We have our arrogance skills.

6. Humility as submission to God also rejects arrogance and arrogant speech (slide 31).

That is part of what our mental attitude should be. If I am submitted to God, then I am going to reject arrogance; I am going to say, “No”, to arrogance, and I am going to say, “No”, to arrogant speech, to boasting.

Proverbs 8:13 says, “The fear of the Lord”. Remember, the fear of the Lord is submission to God.

“The fear of the Lord is the beginning of wisdom”.

“The fear of the Lord is to hate evil; pride and arrogance and the evil way…”.

Those three - pride, arrogance, and the evil way— are all brought into view there as the core of evil.

 “… and the perverse mouth I hate”. The perverse mouth is the arrogant mouth. God hates that; therefore, we should hate that and we should reject it out of hand.

7. Arrogance is a gateway sin to all manner of other sins (slide 32).

Arrogance is really the root of every sin no matter what it is. We will look at some of the ones that are associated with it. It involves other mental attitude sins, such as:

  • Jealousy, bitterness, vindictiveness, revenge motivations, self-pity.
  • I guess whining would be a sin of the tongue, so we will add that to the next category. Self-pity produces whining; therefore, whining comes from self-pity. Self-pity comes from arrogance. Self-pity, conceit, inordinate ambition, competition, and contempt for others. Those are all mental attitude expressions of arrogance.
  • Lying, boasting, whining, complaining, argumentativeness, slander, gossip, and maligning are all verbal manifestations of arrogance.
  • Physical assaults, theft, adultery, murder, and just about every other overt sin you can think of comes from arrogance as well.

8. A warning: one of the most insidious forms of arrogance is pseudo-humility (slide 33).

There are a lot of unbelievers who can manifest a form of humility that masks their arrogance. Some people want to assert themselves by being brash and overt, other people want to assert themselves by being covert. I think there is a word that “psycho-babblists” use called, “passive-aggressive”. That sort of captures what I am talking about here. That is what pseudo-humility is.
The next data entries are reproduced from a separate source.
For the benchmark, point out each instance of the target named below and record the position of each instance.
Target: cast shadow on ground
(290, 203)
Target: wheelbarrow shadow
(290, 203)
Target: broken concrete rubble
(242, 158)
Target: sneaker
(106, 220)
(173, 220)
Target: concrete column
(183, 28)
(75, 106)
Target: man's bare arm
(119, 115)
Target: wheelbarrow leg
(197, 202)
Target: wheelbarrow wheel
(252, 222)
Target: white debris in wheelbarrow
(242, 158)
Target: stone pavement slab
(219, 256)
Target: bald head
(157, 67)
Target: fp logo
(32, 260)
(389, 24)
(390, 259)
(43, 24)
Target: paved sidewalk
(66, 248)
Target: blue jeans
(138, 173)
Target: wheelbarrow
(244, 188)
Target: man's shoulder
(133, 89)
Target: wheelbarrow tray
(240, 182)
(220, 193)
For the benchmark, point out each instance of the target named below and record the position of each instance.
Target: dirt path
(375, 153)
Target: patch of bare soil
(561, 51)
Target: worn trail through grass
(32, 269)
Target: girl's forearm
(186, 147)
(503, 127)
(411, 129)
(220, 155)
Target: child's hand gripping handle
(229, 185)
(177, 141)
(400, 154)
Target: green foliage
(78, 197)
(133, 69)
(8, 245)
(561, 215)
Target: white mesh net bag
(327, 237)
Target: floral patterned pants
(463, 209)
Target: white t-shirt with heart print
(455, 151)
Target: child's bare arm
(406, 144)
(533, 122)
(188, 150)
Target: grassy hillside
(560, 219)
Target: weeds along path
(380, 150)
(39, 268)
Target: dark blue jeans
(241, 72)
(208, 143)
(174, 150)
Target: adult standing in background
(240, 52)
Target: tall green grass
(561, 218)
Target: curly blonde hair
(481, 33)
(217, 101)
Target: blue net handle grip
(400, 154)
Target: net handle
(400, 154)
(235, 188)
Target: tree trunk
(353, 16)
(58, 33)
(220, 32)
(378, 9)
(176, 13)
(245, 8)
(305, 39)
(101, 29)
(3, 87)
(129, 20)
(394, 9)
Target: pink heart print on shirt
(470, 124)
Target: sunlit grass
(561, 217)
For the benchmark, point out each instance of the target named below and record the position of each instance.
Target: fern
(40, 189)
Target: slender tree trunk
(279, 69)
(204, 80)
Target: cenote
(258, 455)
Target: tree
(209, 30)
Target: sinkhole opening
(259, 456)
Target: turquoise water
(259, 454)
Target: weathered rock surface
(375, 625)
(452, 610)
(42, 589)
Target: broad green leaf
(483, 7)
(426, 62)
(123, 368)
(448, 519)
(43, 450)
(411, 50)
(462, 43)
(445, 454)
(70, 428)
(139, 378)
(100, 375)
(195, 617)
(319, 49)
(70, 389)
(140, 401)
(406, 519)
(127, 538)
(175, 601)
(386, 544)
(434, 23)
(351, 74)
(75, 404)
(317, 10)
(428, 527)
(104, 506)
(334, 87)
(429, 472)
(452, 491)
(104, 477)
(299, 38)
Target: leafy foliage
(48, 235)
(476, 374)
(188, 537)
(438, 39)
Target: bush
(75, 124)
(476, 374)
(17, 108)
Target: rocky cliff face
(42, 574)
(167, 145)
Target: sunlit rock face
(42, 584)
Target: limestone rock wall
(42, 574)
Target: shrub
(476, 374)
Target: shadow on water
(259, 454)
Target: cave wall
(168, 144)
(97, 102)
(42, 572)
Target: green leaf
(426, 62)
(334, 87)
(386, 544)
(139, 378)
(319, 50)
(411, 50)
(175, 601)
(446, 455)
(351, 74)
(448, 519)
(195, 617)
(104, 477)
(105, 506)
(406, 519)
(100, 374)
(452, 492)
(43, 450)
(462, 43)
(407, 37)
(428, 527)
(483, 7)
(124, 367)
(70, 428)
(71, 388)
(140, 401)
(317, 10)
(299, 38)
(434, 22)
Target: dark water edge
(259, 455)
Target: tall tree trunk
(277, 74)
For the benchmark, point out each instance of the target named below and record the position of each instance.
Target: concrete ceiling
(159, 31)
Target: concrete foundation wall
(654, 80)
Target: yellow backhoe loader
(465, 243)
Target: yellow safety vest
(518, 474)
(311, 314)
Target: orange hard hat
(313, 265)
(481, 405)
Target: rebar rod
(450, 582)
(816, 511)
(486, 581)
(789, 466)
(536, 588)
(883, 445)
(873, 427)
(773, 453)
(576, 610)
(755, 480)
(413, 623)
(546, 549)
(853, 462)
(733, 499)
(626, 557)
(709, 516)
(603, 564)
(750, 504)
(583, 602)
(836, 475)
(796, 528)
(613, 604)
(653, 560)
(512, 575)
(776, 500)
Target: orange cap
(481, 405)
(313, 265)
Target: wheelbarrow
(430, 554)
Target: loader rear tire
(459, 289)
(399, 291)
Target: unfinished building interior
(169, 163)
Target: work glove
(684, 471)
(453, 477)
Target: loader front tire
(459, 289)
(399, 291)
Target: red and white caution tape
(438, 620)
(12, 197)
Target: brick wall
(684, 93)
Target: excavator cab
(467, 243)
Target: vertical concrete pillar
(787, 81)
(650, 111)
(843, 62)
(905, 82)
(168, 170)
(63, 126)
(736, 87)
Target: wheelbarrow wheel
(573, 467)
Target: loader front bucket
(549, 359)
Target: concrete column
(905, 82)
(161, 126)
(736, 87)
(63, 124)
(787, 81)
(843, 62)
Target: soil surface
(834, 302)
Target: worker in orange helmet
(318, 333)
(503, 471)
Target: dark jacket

In Romans 12:3 Paul says, “For I say through the grace given to me, to everyone who is among you, not to think of himself more highly than he ought to think, but to think soberly…”.

That does not mean that you have not had an adult beverage in a while. Thinking soberly is a word that means to think objectively, clearly, in terms of right and wrong, and accurately. We are not to think more highly than we ought to think. We are not to think more lowly than we ought to think either. We are to think accurately about who we are. That is the idea of “soberly”. We are to have an objective assessment of who we are. We do not blow ourselves up, and we do not try to become the poor little meek and mild and humble person that we think will impress everybody. We are not to be arrogant. Why? Because as Hannah says, there is accountability, as Dr. R.G. Lee titled one of the most famous sermons in American church history, Payday Someday.

We liked that on this trip. They had this huge box of snacks. They had apples and oranges. They had these big huge zip lock bags of Snickers. You could get them with almonds and the original with peanuts. They had these huge bags of Paydays. We talked about “Payday-Someday-Everyday”. We were also talking about the flood and judgment, so that worked in. There is an evaluation ultimately. We need to keep a guard on our mouth, keep a guard on our thinking, our arrogance. We need to confess it. We need to submit to the Lord, and God will be the one who exalts us. “God makes war against the arrogant”, Scripture says, and He “lifts up the humble”.

“Father, thank You for this opportunity to study through this passage. May we be reminded that we are all arrogant in many, many ways, and that we need to recognize that, identify it, and confess it. We need to, through Your Word, solve that problem through grace orientation, through humility, through authority orientation to Your Word, setting aside and rejecting that which is arrogant and looking toward that which You approve of in humbling ourselves under Your Mighty Hand. We pray this in Christ’s name. Amen”.